Previously, a former OpenAI security researcher and a German man just 24 years old, Leopold Aschenbrenner managed to turn $225 million of the fund Situational Awareness he oversaw into $5.5 billion in less than a year. While Wall Street money was flooding into AI models and chipmakers, he spotted a blind spot that the market was ignoring: electricity. By precisely betting on the infrastructure to solve AI’s power-hungry problem, he created astonishing investment returns.

After leaving OpenAI, he turned around and threw himself into the AI investment market

After leaving OpenAI, Aschenbrenner wrote a 165-page report, claiming that general artificial intelligence (AGI) would arrive faster than everyone thinks, and that the final winners would not be companies with the strongest AI models, but rather companies that “control electricity.” For this, he set up a hedge fund called “Situational Awareness LP,” and poured $875 million into buying shares of fuel cell company Bloom Energy.

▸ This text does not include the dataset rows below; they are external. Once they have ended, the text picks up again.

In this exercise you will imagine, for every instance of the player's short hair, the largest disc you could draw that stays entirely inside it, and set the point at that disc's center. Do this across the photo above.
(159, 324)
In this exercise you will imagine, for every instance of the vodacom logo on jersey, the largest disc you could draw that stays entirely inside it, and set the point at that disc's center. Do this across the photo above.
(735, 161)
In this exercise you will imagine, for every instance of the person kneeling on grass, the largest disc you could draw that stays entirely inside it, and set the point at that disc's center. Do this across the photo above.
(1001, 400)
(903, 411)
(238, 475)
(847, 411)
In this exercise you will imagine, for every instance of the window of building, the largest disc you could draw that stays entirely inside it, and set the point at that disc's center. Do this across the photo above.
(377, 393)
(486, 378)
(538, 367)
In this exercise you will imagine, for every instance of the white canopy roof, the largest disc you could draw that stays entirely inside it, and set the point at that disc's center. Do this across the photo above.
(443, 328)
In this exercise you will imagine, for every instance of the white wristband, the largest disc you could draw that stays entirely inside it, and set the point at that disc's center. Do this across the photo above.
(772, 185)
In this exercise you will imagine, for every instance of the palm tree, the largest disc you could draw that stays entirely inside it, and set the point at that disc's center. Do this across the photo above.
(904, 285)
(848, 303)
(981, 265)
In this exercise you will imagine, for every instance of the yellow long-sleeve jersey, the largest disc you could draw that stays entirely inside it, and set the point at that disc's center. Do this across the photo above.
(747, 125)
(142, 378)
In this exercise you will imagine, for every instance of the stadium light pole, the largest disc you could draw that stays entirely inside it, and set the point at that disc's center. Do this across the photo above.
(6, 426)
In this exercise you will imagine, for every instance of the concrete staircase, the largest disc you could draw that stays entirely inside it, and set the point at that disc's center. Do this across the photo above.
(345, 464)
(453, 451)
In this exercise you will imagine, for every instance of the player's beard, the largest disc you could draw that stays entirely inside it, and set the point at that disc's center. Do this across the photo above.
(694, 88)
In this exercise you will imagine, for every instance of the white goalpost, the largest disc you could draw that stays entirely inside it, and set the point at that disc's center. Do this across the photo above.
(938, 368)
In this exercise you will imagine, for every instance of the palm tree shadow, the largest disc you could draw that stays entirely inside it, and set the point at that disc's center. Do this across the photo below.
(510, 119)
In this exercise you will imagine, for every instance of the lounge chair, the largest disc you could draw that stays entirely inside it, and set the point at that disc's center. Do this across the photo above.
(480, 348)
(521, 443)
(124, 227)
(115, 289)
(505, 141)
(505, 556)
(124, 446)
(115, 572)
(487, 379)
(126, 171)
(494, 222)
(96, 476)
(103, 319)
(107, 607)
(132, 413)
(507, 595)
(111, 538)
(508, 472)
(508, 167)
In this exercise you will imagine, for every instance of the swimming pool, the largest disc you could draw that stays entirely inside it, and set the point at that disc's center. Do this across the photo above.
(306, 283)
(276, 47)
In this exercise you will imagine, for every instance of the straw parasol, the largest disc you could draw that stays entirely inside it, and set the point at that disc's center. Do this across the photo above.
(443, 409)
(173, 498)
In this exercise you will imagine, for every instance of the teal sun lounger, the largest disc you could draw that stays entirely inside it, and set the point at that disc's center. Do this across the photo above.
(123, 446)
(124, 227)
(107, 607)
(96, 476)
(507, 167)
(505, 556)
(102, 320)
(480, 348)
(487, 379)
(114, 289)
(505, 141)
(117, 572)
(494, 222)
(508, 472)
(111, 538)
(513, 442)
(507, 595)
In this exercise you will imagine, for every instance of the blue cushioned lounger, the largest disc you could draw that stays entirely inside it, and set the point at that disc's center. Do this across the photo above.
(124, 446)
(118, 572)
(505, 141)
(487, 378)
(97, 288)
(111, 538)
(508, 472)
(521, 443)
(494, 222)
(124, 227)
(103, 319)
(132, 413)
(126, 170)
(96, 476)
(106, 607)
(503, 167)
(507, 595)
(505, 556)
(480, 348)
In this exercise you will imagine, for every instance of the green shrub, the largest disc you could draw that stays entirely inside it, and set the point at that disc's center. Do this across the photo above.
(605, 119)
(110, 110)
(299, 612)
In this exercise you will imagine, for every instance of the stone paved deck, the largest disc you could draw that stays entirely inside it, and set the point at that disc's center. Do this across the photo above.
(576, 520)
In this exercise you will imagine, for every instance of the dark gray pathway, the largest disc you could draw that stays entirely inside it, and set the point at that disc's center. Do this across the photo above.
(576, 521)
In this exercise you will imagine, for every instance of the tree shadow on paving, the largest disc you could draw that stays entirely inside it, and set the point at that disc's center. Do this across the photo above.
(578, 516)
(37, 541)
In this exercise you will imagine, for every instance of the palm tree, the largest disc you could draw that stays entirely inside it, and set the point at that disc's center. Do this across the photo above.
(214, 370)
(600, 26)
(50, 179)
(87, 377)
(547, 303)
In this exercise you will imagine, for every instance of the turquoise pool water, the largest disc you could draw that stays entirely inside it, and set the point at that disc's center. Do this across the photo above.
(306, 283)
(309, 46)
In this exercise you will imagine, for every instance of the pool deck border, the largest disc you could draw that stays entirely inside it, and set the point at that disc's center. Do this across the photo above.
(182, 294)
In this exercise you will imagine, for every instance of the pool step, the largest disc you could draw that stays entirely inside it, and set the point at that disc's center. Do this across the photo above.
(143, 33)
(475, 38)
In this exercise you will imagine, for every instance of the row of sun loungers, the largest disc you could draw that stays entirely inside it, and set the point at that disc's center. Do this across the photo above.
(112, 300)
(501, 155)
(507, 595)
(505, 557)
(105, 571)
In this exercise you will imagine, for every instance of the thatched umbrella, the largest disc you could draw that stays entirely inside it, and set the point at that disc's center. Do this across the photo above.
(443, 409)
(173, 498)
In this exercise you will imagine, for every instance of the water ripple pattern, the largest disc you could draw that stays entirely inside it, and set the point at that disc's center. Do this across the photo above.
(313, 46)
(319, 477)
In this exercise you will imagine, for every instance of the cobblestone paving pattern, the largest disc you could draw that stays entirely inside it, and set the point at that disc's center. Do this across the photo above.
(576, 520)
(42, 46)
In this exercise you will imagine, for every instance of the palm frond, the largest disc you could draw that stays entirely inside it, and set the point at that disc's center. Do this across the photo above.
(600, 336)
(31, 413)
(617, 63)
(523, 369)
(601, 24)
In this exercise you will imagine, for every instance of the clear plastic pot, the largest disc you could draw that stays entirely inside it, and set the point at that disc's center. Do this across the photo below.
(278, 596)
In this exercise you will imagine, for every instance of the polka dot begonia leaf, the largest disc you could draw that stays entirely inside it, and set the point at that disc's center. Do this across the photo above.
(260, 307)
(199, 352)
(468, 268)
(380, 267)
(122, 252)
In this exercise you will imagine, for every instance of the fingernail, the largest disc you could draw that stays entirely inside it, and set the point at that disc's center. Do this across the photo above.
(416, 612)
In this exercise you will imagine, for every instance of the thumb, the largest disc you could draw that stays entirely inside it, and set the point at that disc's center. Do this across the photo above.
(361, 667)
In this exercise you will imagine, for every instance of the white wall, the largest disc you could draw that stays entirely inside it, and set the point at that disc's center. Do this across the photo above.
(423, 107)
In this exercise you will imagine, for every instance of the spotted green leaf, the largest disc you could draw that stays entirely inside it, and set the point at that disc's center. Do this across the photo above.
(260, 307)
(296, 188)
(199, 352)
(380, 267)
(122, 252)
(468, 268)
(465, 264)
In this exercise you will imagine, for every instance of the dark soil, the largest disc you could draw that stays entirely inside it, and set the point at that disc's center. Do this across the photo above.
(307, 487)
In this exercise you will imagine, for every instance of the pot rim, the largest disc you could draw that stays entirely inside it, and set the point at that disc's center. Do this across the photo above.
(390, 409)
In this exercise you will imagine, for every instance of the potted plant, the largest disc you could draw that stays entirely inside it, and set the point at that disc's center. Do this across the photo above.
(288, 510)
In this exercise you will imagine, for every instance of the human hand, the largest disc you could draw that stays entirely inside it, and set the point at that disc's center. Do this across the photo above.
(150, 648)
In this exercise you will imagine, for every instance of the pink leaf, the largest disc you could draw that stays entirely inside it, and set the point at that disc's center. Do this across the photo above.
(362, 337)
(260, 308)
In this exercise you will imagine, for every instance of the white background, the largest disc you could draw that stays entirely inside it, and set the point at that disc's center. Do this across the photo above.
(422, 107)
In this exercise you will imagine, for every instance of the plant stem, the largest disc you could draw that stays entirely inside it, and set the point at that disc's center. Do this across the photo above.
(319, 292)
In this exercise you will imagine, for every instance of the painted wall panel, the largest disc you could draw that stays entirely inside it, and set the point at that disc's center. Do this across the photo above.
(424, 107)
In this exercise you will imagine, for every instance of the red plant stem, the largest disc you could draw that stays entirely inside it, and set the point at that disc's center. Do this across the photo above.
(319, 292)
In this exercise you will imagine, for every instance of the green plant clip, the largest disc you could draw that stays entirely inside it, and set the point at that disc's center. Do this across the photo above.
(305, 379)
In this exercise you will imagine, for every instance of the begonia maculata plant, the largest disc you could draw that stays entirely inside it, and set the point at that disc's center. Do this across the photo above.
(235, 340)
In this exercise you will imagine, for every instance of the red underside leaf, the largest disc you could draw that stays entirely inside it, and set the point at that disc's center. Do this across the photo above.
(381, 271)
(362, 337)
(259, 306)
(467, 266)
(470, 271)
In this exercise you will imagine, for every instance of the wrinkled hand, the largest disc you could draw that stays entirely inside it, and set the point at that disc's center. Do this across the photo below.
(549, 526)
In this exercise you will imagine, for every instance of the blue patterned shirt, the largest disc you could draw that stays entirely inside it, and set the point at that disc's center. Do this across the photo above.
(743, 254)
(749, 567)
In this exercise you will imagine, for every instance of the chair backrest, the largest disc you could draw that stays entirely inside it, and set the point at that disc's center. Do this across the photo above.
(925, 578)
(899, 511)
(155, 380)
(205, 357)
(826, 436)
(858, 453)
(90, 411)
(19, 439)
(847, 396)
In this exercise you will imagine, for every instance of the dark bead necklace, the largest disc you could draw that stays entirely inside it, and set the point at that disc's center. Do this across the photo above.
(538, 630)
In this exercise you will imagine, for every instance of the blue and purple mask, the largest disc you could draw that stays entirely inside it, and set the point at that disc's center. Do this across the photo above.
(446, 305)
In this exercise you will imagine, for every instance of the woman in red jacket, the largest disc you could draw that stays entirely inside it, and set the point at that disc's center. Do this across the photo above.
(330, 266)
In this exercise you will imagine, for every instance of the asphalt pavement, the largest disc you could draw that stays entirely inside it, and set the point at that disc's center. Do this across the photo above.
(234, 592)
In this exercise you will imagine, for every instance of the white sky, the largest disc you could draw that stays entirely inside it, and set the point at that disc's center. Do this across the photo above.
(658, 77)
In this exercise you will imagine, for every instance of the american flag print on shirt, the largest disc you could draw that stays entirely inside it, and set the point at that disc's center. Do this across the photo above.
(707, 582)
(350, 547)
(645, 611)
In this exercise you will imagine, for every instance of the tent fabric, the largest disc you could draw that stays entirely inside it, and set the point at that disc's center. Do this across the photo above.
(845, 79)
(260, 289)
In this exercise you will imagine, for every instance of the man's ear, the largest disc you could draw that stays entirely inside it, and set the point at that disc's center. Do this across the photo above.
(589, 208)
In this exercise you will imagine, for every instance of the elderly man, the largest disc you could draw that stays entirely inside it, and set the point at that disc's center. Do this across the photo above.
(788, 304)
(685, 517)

This week, Bloom Energy announced that it had signed a major fuel cell order of 2.8 billion watts (GW) with Oracle, causing the stock price to surge 15% after-hours, and the book value of Aschenbrenner’s holdings also instantly jumped to nearly $2 billion.

Portfolio revealed: go long on infrastructure, short traditional IT industries

Reports say his investments all follow the logic of “electricity first”:

  • Bloom Energy (BE): Invested $875 million to buy this fuel cell company. The technology enables data centers to generate power on-site directly, without relying on an outdated power grid. Benefiting from the 2.8 GW deal signed with Oracle, the stock surged, and the book value of his holdings has already climbed to nearly $2 billion.
  • CoreWeave (CRWV): Invested $700 million in this top AI cloud computing infrastructure provider, locking in scarce infrastructure resources.
  • Infosys (INFY): Aggressively shorted this Indian IT outsourcing giant; he expects AI coding agents will completely wipe out traditional IT outsourcing businesses.
  • Intel (INTC): Used Intel call options to leverage his position, earning several times more returns as the stock rebounded strongly by 53%.
  • Core Scientific (CORZ): Holds a 10% stake. This former bitcoin mining company is pivoting to convert its existing power facilities into AI data center colocation sites.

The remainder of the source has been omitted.